2011-05-07

Failed library design

In the past week I've spent a considerable amount of time being angry and frustrated with what I view as inept API and library design.

The point of having libraries is to make a given problem domain more accessible, by creating meaningful abstractions that insulate the programmer from some of the underlying complexity, to help the programmer produce correct code and to reduce the workload on the programmer.  

It is important to note that the latter is more about time and effort than the number of lines of code necessary.  It isn't about the amount of typing that has to be done.  This also extends to the documentation and whether it is necessary to spend days reading up on something just to use parts of a library.  If you have to spend a considerable amount of time to understand the design and implementation of a library just to use it in a simple context, the library designer has failed.

Failed library design is counterproductive and uncool.

In the past couple of weeks I have tried to make use of various SAML-related libraries and I have to say that I am thoroughly unimpressed.  In fact, I am angry.  I haven't seen such massive amounts of inept library design and sloppy programming since the last time I had to deal with ... well, certain XML technologies.

It is for good reason I become wary when people tell me they have written infrastructure code that deals with XML because it would seem that this particular niche in programming attracts people who simply are no good at what they do.  Before hiring people with extensive XML-experience on their CV I need to see two things:  I need to see code they have written which they think represents their best effort, and I need to talk to them to understand if they are prone to pointlessly complex library design.

If what I see is along the lines of what you can often find in certain XML libraries, then they can't expect to be hired.  I'm sorry, but I firmly believe that the job of a programmer is to shun complexity and create simplicity wherever possible and I have no desire to work with people who are either too lazy or too dumb to at least aspire to usefulness.

An example.

So let's have a look at just a single line of code (admittedly with a line break inserted by me to make it fit into the blog) from the sort of library I despise.  This is the recommended, idiomatic way you are supposed to create an Assertion.  Or rather, create a builder that can eventually be used to create an assertion:
SAMLObjectBuilder<Assertion> builder
= (SAMLObjectBuilder) builderFactory.getBuilder(Assertion.DEFAULT_ELEMENT_NAME);
The above code tells you a lot about what's in store for you if you should be so foolish to waste time trying to use the OpenSAML library.

So, the programmer wishes to create an Assertion.

In order to do this he first has to get hold of a builderFactory (not shown in the above code).  This in itself is sloppy.  Why do we need a builder factory?  Under what circumstances would an ordinary user need to even be aware of there existing multiple sets of builders for any given type?  This is plumbing sticking out of the walls for no good reason.
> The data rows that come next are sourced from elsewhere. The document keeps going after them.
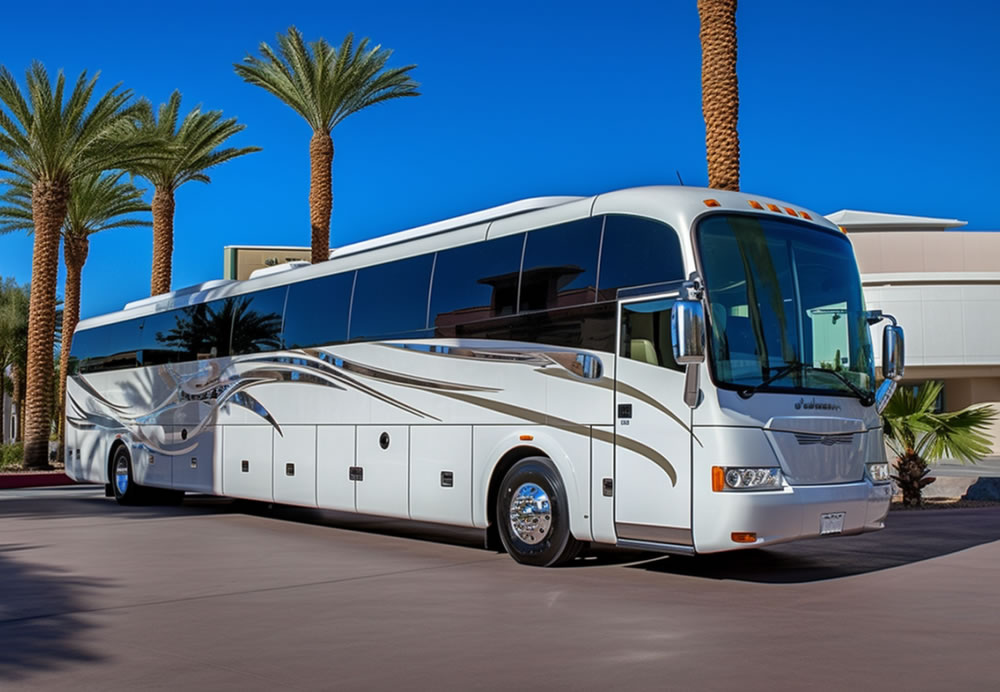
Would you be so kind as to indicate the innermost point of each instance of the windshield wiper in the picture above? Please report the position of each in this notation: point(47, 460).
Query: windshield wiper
point(748, 392)
point(866, 397)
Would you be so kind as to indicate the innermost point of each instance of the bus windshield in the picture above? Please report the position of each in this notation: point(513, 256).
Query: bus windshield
point(786, 310)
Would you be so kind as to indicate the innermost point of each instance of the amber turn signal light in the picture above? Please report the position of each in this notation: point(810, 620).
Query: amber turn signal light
point(718, 479)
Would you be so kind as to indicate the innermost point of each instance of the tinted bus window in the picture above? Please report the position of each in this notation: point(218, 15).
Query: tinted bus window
point(476, 282)
point(156, 351)
point(391, 298)
point(257, 321)
point(111, 347)
point(560, 265)
point(191, 333)
point(584, 326)
point(636, 252)
point(316, 311)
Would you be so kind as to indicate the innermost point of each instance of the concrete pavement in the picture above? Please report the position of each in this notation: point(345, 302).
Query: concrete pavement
point(220, 595)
Next the programmer has to get a builder for the assertion.  The first thing I find interesting is that the designer fails to abstract away the underlying complexity.  The programmer has to know the element name of the Assertion.  Why?  Isn't the point of having a library to help the user deal with the problem domain in a more abstract manner?   The fact that the Assertion class defines a handy constant for this does not excuse this.  This is a level of detail that the user should not have to worry about.  Besides, you will note that the constant holding the DEFAULT_ELEMENT_NAME has "default" in its name so it isn't like the designer didn't have an intuitive sense that there was an expected default.  A good designer would have thought about this and concluded that if the default element name is what will be used in 99% of the circumstances, then the programmer should not have to type this in.  Ever.

The second interesting thing is this whole SAMLObjectBuilder affair.   To get one you have to hand-crank the creation process with casting and the assigning it to a genericized SAMLObjectBuilder type.  Why?   Would it not have been better to just have an Assertion.Builder type that you simply instantiate and then use?  Why would you first want to have a factory, and then design it so badly you have to cast the results it produces?  In fact there is a AssertionBuilder that extends an AbstractSAMLObjectBuilder that extends an AbstractXMLObjectBuilder which is defined god knows where,  but instantiating it directly isn't the intended way to do it, and if you start to mess with those types then it is going to take you a while, and a few screenfuls of windows with various Java source files, to make any sense of the whole giant mess. There's a lot of structure for structure's sake.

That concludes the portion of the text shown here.